A Giant Disappointment.

York 26 - Hornets 20

Welcome to the Rochdale Hornets emotional wringer.

From the chest-bursting pride of two weeks ago, we find ourselves this morning trying to not think too hard about that shadow of embarrassment lurking in our peripheral vision.

2017’s brutal wake-up call arrived in the shape of Hornets’ unshakeable hoodoo. We wrote in Friday’s preview of our discomfort of being the giant in a potential giant-killing and, from the moment that Danny Yates coughed the kick-off at four seconds after three, you sensed that it was going to be one of those afternoons.

While York kept their game-plan brutally simple - fast ruck-speed, direct running, minimal errors and something tricky to think about on the last tackle - Hornets disintegrated into a mess of dropped-ball, forced passes, cheap penalties and - for the first time this season - some decidedly flaky defending.

James Ford’s masterstroke, though, was to persuade Jon Presley to put his boots back on. So often Hornets’ tormentor-in-chief last season, he produced a tight, controlled performance that proved to be the difference.

Indeed, after 15 minutes, two kicks into the in-goal had yielded tries for Smith and Batchelor to give York a dream start. Hornets at this point barely having carried the ball. In between Tyson-Wilson slotted a penalty and the Knights looked good value for a 14-nil lead.

When - after half an hour - Hornets finally got some meaningful possession they capitalised. First Lewis Palfrey trickling the ball behind the defence for Miles Greenwood to score; then a bit of a freak try as a Palfrey bomb was lost in flight by York defenders, skittling off Tyson-Wilson for Chris Riley to touch-down. Within the space of three minutes, Hornets back in the contest at 14-12.

Having clawed their way back, Hornets switched off with seconds of the half remaining, allowing Moran to crash through and score a coach-killing try, Tyson-Wilson added the extras and Hornets retired to the sheds 20-12 down for what we imagine was a frank exchange of views.

Hornets started the second half with visibly more purpose, but fell foul of some indifferent refereeing. First Jo Taira seemed to have scored a perfectly vallid try only for it to be struck-off for a highly dubious double movement, then Jono Smith was held-up in-goal despite being face-down on the ball.
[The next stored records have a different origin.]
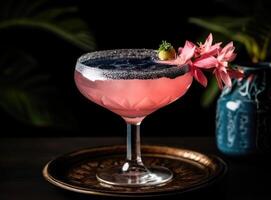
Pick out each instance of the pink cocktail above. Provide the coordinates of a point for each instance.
(132, 84)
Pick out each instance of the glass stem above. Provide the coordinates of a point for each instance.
(133, 144)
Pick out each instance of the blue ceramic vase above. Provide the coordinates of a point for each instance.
(243, 117)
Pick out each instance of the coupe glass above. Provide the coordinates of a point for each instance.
(132, 84)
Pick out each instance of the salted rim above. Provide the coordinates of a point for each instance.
(94, 73)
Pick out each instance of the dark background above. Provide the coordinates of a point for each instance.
(117, 24)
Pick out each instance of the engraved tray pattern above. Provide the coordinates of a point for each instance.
(76, 171)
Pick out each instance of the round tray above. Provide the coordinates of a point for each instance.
(76, 171)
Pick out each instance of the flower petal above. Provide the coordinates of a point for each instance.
(209, 40)
(200, 77)
(206, 62)
(226, 78)
(187, 53)
(218, 79)
(235, 73)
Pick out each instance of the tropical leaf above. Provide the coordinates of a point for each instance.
(61, 21)
(27, 93)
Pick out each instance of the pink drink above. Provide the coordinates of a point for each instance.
(129, 93)
(131, 83)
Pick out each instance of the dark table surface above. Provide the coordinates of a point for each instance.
(22, 160)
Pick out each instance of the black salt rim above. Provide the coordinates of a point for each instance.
(172, 71)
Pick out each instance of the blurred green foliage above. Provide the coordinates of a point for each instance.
(25, 92)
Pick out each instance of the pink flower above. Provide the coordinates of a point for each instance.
(221, 73)
(207, 48)
(207, 57)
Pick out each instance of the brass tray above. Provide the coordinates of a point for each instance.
(76, 171)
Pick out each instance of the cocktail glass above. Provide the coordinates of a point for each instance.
(132, 84)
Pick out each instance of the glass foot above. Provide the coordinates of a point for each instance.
(152, 176)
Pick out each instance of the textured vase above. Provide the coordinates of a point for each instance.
(243, 118)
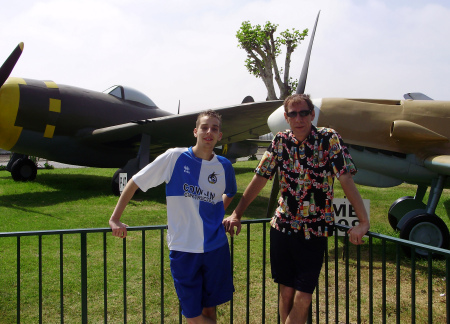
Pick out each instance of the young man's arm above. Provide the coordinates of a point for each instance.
(255, 186)
(226, 200)
(356, 233)
(119, 229)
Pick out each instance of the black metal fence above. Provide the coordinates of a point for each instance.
(87, 275)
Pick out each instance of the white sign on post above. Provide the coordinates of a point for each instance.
(122, 181)
(345, 214)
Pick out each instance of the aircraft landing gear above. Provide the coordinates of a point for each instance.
(418, 222)
(425, 229)
(22, 168)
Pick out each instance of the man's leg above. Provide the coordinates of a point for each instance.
(294, 305)
(286, 301)
(208, 317)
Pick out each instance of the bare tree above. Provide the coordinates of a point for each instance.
(262, 51)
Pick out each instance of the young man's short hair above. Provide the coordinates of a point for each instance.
(209, 113)
(296, 99)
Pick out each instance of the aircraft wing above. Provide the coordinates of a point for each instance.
(439, 164)
(239, 123)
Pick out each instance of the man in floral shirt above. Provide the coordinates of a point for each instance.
(308, 159)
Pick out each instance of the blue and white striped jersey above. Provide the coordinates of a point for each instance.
(194, 189)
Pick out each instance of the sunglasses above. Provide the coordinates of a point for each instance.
(301, 113)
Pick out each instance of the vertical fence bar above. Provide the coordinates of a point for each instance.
(358, 283)
(336, 276)
(398, 285)
(383, 279)
(263, 288)
(61, 277)
(83, 255)
(430, 288)
(347, 278)
(370, 279)
(144, 314)
(248, 275)
(317, 303)
(105, 280)
(413, 285)
(447, 287)
(232, 271)
(124, 260)
(18, 279)
(40, 278)
(162, 274)
(326, 284)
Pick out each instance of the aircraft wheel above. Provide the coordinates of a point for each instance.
(401, 207)
(425, 229)
(23, 170)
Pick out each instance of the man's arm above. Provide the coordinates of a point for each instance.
(226, 200)
(119, 229)
(251, 192)
(356, 233)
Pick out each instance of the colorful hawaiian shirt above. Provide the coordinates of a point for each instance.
(306, 173)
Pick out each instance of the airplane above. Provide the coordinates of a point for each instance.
(118, 128)
(392, 142)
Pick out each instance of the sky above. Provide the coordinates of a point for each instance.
(186, 50)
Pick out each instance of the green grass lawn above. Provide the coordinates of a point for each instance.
(82, 198)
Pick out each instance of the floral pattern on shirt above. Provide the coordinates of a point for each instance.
(306, 176)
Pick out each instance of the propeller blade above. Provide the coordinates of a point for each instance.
(302, 81)
(9, 64)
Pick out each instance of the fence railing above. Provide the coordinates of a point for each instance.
(87, 275)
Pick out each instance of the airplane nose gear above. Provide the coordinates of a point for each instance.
(22, 168)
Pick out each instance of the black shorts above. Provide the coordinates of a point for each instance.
(296, 262)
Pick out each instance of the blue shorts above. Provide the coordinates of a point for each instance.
(202, 279)
(295, 261)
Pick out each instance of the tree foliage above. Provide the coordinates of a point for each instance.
(263, 48)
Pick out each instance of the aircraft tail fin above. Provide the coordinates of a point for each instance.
(302, 81)
(248, 99)
(7, 67)
(416, 96)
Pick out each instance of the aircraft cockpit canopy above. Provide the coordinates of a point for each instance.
(131, 94)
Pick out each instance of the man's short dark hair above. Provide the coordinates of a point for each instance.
(296, 99)
(209, 113)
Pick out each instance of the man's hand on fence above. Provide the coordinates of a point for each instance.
(357, 232)
(230, 222)
(119, 228)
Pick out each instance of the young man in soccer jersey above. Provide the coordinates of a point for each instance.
(307, 159)
(199, 187)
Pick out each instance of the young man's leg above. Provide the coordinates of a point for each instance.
(294, 305)
(208, 317)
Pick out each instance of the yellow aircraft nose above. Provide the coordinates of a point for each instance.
(9, 106)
Hornets then had a six-minute purple-patch: Lewis Galbraith embarking on a wide, meandering run to send in Rob Massam, followed by swift-hands right for Chris Riley to score out wide. 20-all with 20 to play.

With Hornets looking increasingly desperate to seize control of the game, the errors continued to mount and with time ebbing away there was whispered discussion about the golden point. All that became moot in the 73rd minute when Presley produced a cool offload in traffic to send in the other Tyson-Wilson, his brother spot on with the boot.

Hornets spent the last seven minutes banging their heads on the York defensive wall, closest to a break being a Ryan Maneely step that almost took him clear of a last-ditch grasping tackle.

In the wash-up, this was a shocker in every sense of the word. Hornets couldn’t play this badly again if they tried. But while the result was pretty humiliating, it provides a real test for Alan Kilshaw and his squad. Having had a bit of a boom start to life in the Championship, this result asks lots of questions and they need a big response.

Ultimately, if what doesn’t kill you makes you stronger, we can hope that this wretched result serves  some sort of fortifying purpose. But at the moment it just feels like a chastening disappointment - and, it seems, York seemed destined to continue to lurk in Hornets' blind-spot.